# Towing weight ?



## bbyrd (Nov 1, 2003)

We have a Pontiac Montana minivan with a towing package.  The manual says we can pull 3500 lbs.  The lite weight travel trailer we have looked at has a total dry weight of approx. 3300 which includes all the options.  If we have the proper hitch, sway bars, etc., what is your opinion as to whether we can pull this trailer.  We really like our Montana and would prefer not to get a different vehicle.  We have never pulled a trailer and so do not have any experience on this subject.  Thanks for any advice you can give us.


----------



## Gary B (Nov 1, 2003)

Towing weight ?

Hi bbyrd, you already are at your towing wt. with nothing in the trailer, adding water, food clothing, and any comfort items / chairs, tv dvd vcr, grill etc can easily add 800 to 1000 lbs to your load, plus gas for the tow vehicle and any passengers. Good luck with your search and a big welcome to the forum & RVing.    :bleh:  :approve:


----------



## hertig (Nov 3, 2003)

Towing weight ?

First of all, don't accept that dry weight as gospal until you verify it on the scales.  It may be right, if it really includes 'all options', but sometimes it is not accurate as additional options were added after the dry weight was listed.  Second of all, that towing capacity of your van is probably for a van with no options, no cargo, no passangers, a 150 lb driver and a gallon of gas.  You need to find what the actual weight of your van loaded for travel is (need the scales again).  Then you subtract that weight from the stated GCVW (combined vehicle and trailer weight limit) to find out what you can REALLY tow.

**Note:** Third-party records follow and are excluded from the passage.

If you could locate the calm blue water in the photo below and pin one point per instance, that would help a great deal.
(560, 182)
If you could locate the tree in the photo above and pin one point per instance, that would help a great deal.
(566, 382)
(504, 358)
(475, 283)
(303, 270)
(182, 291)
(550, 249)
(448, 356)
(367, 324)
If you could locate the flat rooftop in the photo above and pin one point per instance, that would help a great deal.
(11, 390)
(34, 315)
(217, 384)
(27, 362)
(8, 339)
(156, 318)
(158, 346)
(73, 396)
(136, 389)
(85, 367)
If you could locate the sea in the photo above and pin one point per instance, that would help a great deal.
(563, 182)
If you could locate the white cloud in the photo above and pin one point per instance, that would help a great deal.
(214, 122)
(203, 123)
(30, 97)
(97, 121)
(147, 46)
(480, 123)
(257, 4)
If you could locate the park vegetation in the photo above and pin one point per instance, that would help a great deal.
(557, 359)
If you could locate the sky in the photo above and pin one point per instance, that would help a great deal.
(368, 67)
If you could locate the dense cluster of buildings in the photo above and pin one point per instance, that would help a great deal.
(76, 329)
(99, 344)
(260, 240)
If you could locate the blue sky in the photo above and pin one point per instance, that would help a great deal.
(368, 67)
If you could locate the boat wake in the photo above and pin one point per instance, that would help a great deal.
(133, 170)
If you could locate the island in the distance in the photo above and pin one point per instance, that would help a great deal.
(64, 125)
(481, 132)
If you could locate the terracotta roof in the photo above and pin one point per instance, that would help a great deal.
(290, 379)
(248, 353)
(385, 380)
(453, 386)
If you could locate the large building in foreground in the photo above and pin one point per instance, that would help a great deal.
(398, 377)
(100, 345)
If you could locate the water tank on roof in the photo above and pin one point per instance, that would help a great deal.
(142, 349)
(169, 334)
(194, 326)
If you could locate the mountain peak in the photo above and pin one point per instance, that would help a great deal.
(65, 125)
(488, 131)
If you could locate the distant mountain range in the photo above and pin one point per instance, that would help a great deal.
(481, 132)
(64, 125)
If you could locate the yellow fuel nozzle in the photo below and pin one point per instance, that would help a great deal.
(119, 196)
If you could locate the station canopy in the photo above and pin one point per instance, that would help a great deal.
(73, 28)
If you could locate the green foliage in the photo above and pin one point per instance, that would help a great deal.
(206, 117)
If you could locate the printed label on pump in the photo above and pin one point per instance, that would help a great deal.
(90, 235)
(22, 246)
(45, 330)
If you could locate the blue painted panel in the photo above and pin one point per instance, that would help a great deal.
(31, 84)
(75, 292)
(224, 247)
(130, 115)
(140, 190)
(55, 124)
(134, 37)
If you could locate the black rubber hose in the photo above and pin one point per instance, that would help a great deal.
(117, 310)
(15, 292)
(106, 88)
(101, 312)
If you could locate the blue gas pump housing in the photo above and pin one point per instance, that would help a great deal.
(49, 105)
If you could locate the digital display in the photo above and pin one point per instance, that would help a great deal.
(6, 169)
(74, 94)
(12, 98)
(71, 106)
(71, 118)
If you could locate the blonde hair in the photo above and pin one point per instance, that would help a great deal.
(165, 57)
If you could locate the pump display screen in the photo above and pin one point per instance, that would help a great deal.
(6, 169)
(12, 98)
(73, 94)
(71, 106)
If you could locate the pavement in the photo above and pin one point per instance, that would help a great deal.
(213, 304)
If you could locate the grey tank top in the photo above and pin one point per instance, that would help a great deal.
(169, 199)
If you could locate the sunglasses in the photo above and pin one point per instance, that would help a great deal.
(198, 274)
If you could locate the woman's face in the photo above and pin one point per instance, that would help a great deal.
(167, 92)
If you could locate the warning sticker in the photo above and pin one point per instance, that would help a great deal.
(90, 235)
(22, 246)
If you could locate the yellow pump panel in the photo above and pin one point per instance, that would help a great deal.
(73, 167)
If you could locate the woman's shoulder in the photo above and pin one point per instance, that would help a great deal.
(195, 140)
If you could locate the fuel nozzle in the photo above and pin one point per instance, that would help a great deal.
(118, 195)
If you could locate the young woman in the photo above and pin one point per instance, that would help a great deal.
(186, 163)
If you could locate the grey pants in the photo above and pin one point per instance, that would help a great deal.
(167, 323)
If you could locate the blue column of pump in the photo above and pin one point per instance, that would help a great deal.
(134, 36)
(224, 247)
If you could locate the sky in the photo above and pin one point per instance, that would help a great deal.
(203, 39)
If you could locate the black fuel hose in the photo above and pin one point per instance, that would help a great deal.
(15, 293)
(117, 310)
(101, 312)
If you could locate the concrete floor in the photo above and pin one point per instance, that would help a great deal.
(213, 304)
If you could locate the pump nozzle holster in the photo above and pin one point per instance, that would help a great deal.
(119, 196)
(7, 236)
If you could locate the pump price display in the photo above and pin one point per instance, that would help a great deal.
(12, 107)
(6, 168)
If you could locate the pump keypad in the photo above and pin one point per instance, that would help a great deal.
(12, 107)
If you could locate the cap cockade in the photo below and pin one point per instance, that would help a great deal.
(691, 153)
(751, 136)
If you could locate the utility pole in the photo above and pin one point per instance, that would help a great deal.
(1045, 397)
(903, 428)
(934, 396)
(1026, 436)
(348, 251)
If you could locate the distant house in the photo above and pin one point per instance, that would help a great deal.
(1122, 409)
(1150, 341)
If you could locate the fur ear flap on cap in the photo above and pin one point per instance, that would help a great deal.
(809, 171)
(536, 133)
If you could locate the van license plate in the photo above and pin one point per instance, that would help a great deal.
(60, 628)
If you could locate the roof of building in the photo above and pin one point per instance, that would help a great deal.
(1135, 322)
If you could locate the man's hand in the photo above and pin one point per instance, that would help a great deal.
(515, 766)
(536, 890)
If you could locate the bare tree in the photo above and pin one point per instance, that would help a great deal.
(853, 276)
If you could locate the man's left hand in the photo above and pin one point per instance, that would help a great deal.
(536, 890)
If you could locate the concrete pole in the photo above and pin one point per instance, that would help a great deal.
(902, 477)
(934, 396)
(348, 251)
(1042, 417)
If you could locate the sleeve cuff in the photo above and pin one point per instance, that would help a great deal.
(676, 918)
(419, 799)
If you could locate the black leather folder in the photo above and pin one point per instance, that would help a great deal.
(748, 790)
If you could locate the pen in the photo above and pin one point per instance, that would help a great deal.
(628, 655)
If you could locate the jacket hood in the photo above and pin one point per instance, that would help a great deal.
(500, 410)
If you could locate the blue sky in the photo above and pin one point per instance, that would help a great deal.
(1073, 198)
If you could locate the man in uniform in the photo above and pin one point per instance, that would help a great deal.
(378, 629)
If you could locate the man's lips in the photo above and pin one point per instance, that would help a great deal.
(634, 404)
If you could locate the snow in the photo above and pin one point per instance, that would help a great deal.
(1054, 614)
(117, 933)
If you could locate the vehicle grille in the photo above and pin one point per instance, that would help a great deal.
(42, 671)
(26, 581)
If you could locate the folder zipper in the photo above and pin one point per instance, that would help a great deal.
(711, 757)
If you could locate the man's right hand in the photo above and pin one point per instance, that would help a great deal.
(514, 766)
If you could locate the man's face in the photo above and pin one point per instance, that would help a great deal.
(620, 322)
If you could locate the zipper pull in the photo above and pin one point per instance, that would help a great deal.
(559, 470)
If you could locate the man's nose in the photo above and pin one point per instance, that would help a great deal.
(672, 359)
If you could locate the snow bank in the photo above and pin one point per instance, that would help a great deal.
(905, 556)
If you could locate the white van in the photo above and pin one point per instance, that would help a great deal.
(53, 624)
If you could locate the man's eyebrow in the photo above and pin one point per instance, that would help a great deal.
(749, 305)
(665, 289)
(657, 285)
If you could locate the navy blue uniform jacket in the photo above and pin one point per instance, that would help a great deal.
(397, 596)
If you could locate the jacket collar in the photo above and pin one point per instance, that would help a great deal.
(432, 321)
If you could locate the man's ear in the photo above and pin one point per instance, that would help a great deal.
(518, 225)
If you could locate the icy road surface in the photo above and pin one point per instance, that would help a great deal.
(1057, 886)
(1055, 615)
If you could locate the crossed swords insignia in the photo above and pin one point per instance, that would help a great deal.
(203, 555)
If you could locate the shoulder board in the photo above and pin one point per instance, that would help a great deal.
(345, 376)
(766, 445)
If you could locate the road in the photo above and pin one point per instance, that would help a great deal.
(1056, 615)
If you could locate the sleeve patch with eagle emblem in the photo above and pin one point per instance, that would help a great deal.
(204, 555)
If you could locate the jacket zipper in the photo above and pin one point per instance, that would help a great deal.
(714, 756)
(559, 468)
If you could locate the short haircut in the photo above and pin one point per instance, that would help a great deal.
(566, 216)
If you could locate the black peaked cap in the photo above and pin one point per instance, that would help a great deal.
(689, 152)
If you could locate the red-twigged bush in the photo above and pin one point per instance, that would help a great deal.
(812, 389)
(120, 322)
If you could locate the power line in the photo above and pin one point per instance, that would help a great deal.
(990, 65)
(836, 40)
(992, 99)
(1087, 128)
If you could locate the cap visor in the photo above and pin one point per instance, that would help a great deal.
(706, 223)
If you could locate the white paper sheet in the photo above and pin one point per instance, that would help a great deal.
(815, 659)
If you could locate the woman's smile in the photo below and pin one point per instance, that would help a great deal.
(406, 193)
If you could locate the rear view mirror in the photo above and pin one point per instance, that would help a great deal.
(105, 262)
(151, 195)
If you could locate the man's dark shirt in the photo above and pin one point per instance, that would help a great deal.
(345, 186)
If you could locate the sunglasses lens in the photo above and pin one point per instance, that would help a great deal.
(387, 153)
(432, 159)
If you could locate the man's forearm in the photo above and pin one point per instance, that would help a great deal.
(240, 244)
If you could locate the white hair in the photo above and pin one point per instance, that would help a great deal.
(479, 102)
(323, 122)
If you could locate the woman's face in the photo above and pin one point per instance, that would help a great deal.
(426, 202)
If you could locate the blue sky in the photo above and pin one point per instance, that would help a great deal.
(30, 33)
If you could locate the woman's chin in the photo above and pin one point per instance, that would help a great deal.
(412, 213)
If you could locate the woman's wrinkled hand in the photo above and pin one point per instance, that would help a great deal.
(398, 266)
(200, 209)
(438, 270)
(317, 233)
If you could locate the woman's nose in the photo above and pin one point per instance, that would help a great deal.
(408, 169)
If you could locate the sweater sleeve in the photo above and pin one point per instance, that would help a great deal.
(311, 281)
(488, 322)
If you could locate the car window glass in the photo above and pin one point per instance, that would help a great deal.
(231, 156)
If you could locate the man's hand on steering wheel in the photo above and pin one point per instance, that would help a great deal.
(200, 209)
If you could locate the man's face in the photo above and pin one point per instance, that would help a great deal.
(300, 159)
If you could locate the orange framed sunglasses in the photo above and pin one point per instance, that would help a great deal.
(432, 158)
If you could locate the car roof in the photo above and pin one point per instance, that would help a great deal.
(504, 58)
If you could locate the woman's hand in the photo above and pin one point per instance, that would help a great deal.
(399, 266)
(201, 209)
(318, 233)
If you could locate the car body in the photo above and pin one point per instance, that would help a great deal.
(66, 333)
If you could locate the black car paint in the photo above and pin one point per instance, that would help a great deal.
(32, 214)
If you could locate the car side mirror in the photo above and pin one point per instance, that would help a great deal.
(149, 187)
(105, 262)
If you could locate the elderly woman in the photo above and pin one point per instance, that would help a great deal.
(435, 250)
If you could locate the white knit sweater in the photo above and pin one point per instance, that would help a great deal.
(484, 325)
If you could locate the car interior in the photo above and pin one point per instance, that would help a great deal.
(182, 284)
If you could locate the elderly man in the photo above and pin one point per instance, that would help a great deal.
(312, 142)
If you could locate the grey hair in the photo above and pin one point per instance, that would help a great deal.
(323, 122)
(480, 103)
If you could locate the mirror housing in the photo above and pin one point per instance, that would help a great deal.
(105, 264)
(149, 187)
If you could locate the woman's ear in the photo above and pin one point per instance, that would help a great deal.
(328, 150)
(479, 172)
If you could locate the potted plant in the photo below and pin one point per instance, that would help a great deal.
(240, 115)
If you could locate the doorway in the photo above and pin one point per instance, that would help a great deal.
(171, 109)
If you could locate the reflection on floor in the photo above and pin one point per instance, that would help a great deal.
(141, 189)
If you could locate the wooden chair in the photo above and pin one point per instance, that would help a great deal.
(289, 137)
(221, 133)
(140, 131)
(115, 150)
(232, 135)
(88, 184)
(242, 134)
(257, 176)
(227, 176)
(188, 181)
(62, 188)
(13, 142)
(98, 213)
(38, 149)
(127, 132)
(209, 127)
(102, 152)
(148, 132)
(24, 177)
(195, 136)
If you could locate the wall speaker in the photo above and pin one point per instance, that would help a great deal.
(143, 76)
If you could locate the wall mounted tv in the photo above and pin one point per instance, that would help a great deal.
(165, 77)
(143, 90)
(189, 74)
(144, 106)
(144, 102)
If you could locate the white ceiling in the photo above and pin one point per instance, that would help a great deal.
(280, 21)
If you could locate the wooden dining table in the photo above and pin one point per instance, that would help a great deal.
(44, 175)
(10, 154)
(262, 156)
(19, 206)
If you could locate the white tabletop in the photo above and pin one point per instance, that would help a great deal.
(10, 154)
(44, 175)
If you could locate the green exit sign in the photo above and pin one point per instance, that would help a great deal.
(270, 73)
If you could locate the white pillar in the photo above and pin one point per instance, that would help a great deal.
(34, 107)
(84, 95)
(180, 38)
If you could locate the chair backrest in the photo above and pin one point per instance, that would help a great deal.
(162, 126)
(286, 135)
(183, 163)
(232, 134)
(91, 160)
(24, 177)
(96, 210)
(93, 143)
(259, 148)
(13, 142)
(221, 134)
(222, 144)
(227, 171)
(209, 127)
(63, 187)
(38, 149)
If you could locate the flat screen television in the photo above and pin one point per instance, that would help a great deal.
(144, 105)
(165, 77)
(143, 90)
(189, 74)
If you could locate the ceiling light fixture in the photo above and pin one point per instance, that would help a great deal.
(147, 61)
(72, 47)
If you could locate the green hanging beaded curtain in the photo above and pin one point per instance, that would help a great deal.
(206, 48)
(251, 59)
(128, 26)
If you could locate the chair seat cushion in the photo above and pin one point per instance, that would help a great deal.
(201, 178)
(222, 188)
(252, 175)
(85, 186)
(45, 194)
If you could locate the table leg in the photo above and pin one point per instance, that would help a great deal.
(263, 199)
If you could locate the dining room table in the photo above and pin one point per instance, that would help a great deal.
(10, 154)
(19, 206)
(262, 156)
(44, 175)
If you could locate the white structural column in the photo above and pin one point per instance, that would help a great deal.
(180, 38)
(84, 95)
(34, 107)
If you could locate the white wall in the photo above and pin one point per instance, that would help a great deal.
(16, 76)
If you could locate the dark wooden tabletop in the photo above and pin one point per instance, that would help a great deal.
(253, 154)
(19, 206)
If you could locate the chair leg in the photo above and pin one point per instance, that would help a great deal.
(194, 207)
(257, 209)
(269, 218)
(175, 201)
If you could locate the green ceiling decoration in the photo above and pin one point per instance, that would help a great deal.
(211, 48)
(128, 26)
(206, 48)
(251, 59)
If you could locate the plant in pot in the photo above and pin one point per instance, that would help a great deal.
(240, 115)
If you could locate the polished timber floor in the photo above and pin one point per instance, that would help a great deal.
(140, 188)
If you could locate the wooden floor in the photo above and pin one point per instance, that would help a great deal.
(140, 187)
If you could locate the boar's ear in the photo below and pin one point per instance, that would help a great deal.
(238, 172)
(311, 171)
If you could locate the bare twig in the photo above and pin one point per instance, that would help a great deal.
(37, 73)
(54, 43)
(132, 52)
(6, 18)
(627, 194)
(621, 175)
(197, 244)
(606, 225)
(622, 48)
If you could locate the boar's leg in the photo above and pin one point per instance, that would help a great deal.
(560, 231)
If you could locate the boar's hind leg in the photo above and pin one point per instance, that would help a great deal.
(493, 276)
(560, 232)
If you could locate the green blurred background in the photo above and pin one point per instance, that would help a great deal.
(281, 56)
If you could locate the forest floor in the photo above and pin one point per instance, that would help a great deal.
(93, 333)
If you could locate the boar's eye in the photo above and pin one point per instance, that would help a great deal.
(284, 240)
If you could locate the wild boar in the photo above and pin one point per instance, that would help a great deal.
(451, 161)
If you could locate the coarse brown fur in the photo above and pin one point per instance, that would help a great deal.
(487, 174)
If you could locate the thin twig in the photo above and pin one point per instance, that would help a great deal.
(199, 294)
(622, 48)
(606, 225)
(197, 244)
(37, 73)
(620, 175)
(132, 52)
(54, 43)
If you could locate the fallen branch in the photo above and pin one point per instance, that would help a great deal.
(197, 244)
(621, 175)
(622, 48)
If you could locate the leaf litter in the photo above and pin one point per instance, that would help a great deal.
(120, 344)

Also, be aware that the trailer adds some weight to the van.  You also need to make sure that this 'toungue weight' and the weight of the hitch/bar/etc do not cause you to exceed the GVWR or the maximum rear axel weight of the van.

It is better to look at the GVWR of a trailer when matching it with a tow vehicle.  Dry weight is not always accurate, and does not include anything which makes the trailer usable, like Gary said.


----------